UC Regent Richard Leib, a San Diego resident appointed by Gov. Jerry Brown in 2016, called the indirect cost reduction “a true threat to our university.”
“If we’re trying to be No. 1, this is how you do it, through research,” Leib said. “This, in my opinion, sort of takes away (from) what we’re trying to do in being a leader in all of these scientific fields.”
“Especially right now, with (artificial intelligence), there’s just so much happening, (research) it’s almost on steroids. Whatever we can do to try and stop this, I think it would be good for the community of San Diego.”
Leib said that the regents have not yet fully assessed how the University of California would change its research operations if the courts allow the 15 percent reduction to stick or if the Trump administration ignores a court order to back off.
Private research foundations get large percentages of their annual budgets from charitable donations, but still rely on significant grants from federal agencies, and especially the National Institutes of Health.
David Brenner, president of Sanford Burnham Prebys, one of San Diego’s premiere biomedical research foundations, called indirect cost reimbursements “critical and unavoidable expenses,” and called the 15 percent cap “arbitrary and ill-conceived with immediate and long-term repercussions.”
“Beyond severely hindering continued development of life-saving therapeutics and treatments, it puts at risk the training and prospering of new generations of scientists,” Brenner said in an email. “With a cap of 15 percent, fewer scientists will embrace the mission because they will lack sufficient means to do so.

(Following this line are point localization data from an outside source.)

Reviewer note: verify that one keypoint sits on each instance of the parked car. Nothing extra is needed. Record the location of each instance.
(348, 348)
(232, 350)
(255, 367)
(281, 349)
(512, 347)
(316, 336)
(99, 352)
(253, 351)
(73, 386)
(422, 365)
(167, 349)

“New generations of scientists will not have the same opportunities. The nation’s global leadership in life sciences will wither; the pipeline of new drugs, treatments and therapies will become a trickle.”
However, in its Feb. 7 notice to all U.S. grant recipients, the NIH makes the case that many private funders of research, such as the Gates Foundation and the Rockefeller Foundation, pay indirect cost rates of 15 percent or less.
An analysis of indirect expenses at 72 universities, the NIH letter states, showed that 67 “were willing to accept research grants that had 0% indirect cost coverage.”
The agency argues that more of the billions in grant funding it doles out should go toward the people actually performing research.
“The United States should have the best medical research in the world,” the NIH letter states. “It is accordingly vital to ensure that as many funds as possible go towards direct scientific research costs rather than administrative overhead.”
The NIH letter states that while the cap would affect payments for existing grants, the 15 percent cap would not be applied retroactively.